To solve the integral \[ I = \int \frac{\sin^6 x + \cos^6 x}{\sin^2 x \cos^2 x} \, dx, \] we will follow these steps: ### Step 1: Simplify the Numerator We start with the numerator \(\sin^6 x + \cos^6 x\). This can be expressed using the identity for the sum of cubes: \[ a^3 + b^3 = (a + b)(a^2 - ab + b^2). \] Let \(a = \sin^2 x\) and \(b = \cos^2 x\).

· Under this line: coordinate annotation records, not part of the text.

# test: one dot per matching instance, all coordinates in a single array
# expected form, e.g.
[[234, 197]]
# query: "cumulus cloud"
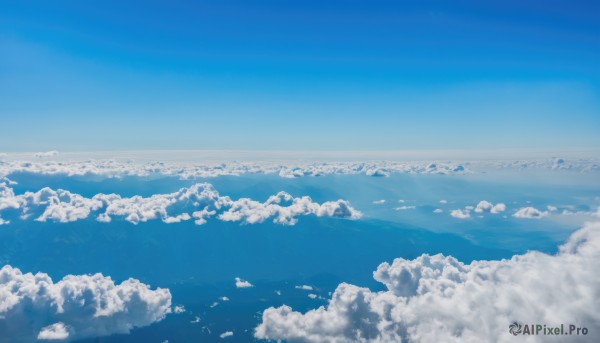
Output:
[[201, 200], [34, 307], [440, 299], [305, 287], [226, 334], [239, 283], [460, 214], [482, 206], [530, 213], [55, 332], [486, 206]]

Then we have: \[ \sin^6 x + \cos^6 x = (\sin^2 x + \cos^2 x)(\sin^4 x - \sin^2 x \cos^2 x + \cos^4 x). \] Since \(\sin^2 x + \cos^2 x = 1\), we can simplify this to: \[ \sin^6 x + \cos^6 x = \sin^4 x - \sin^2 x \cos^2 x + \cos^4 x. \] ### Step 2: Further Simplify the Expression Next, we can express \(\sin^4 x + \cos^4 x\) using the identity: \[ \sin^4 x + \cos^4 x = (\sin^2 x + \cos^2 x)^2 - 2\sin^2 x \cos^2 x = 1 - 2\sin^2 x \cos^2 x. \] Substituting this back, we get: \[ \sin^6 x + \cos^6 x = (1 - 2\sin^2 x \cos^2 x) - \sin^2 x \cos^2 x = 1 - 3\sin^2 x \cos^2 x. \] ### Step 3: Substitute Back into the Integral Now we substitute this back into our integral: \[ I = \int \frac{1 - 3\sin^2 x \cos^2 x}{\sin^2 x \cos^2 x} \, dx. \] This can be separated into two integrals: \[ I = \int \frac{1}{\sin^2 x \cos^2 x} \, dx - 3 \int dx. \] ### Step 4: Simplify Each Integral The first integral can be rewritten using the identity \(\frac{1}{\sin^2 x \cos^2 x} = \frac{1}{\sin^2 x} \cdot \frac{1}{\cos^2 x} = \csc^2 x \sec^2 x\): \[ \int \csc^2 x \sec^2 x \, dx. \] This integral can be evaluated using the substitution \(u = \tan x\), which gives us: \[ \int \csc^2 x \sec^2 x \, dx = \int \frac{1}{\sin^2 x} \cdot \frac{1}{\cos^2 x} \, dx = \int \frac{1}{\sin^2 x} \, dx + \int \frac{1}{\cos^2 x} \, dx. \] The integrals of \(\csc^2 x\) and \(\sec^2 x\) are: \[ -\cot x + \tan x. \] ### Step 5: Combine the Results Putting everything together, we have: \[ I = (-\cot x + \tan x) - 3x + C, \] where \(C\) is the constant of integration. ### Final Answer Thus, the final result is: \[ I = \tan x - \cot x - 3x + C. \]